By Angus Williams, ASI Fellow, May 2017

Customer services can be frustrating. Whether it be negotiating menus over the phone, unsure which option fits with our query, or reading long lists of FAQs online, we can end up bored and irritated. Fortunately, forward thinking businesses that understand the power of technology are starting to provide better alternatives.

Octopus Energy are one such company. They have a single e-mail address:, to which customers can send any query they like, with the guarantee that they will receive a response from a real person. Simplifying the experience for customers has huge value, and you only need to look at Octopus Energy’s ratings on TrustPilot to see that it works. After welcoming their first customers around a year ago, they now provide electricity and gas to roughly 100,000 homes across the UK. As they continue to grow, it is important that their customer services model can scale efficiently.

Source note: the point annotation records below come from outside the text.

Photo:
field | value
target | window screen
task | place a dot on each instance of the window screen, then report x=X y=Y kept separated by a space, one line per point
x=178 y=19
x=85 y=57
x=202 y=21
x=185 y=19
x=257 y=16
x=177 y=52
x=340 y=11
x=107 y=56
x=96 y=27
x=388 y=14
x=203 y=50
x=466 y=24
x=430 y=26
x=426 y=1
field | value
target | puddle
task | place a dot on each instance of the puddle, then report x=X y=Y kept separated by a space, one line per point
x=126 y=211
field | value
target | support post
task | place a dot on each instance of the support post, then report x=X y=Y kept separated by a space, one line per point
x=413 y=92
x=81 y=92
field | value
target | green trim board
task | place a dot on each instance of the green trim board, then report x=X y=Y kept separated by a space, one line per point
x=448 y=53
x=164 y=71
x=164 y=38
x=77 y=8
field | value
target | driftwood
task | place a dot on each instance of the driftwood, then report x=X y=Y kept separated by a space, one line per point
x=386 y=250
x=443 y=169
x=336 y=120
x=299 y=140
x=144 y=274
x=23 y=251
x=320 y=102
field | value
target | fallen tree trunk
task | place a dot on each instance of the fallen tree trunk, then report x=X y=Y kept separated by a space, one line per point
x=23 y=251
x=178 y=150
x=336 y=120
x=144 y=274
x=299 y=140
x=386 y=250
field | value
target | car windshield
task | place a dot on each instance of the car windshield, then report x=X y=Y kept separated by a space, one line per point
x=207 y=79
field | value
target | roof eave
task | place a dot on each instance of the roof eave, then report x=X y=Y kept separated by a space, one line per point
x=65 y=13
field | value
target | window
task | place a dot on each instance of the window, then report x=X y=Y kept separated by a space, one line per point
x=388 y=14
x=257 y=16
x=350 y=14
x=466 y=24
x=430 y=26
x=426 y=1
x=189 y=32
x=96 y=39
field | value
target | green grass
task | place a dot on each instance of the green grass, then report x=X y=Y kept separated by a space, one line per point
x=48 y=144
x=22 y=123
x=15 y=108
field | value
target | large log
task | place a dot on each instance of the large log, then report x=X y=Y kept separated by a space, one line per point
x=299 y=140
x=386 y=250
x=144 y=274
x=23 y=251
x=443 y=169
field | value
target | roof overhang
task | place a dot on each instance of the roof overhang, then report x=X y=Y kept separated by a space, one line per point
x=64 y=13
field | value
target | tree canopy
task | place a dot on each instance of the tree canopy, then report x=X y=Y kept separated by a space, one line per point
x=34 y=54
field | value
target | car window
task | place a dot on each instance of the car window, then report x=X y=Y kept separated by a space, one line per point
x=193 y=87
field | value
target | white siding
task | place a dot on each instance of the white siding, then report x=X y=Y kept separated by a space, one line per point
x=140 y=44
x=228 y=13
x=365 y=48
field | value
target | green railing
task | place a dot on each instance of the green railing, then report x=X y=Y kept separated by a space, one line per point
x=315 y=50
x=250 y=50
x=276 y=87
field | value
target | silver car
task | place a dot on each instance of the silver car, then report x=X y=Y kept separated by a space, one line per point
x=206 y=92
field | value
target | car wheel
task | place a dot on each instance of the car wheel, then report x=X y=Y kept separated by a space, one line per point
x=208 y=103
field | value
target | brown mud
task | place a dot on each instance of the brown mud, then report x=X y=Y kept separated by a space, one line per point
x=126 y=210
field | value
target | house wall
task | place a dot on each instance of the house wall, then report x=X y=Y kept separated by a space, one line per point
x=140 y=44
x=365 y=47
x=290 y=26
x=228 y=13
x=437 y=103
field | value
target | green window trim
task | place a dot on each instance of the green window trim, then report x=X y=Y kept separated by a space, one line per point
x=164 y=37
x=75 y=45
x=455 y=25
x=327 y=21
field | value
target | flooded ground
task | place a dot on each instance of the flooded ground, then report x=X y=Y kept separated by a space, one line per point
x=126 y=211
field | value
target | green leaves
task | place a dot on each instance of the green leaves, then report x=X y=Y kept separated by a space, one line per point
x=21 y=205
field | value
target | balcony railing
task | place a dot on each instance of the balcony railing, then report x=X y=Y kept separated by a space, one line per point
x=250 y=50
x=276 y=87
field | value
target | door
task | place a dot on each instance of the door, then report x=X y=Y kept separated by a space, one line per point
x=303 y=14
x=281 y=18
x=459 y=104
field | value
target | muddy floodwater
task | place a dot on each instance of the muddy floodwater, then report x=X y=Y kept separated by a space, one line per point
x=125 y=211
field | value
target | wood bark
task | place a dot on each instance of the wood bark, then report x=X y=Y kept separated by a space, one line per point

Because Octopus do not ask customers to specify the nature of their problem, members of the customer services team read new messages, and decide who should deal with them based on the content. This classification step, which is currently a bottleneck in the process, is ripe for replacement by an AI system. My ASI fellowship project was to build such a system.

I was given access to all of Octopus Energy’s customer messages in order to solve this problem. Using SherlockML, I processed and cleaned the data into a format that was ready for some Machine Learning analysis. I then built a pipeline to classify messages, and trained it on the dataset that I constructed.

The first stage of the pipeline converts the text from an e-mail into a long list of numbers that can be understood by Machine Learning algorithms. The main component of this step is a ‘tf-idf’ transformation. Tf-idf assigns a number to each word in an e-mail that is proportional to how often it appears in the e-mail, and inversely proportional to the number of other e-mails it appears in. Intuitively, this process produces a large score when a word is very common in an e-mail, but doesn’t appear very often in other e-mails. This allows the computer to identify which words might be important in identifying different types of message.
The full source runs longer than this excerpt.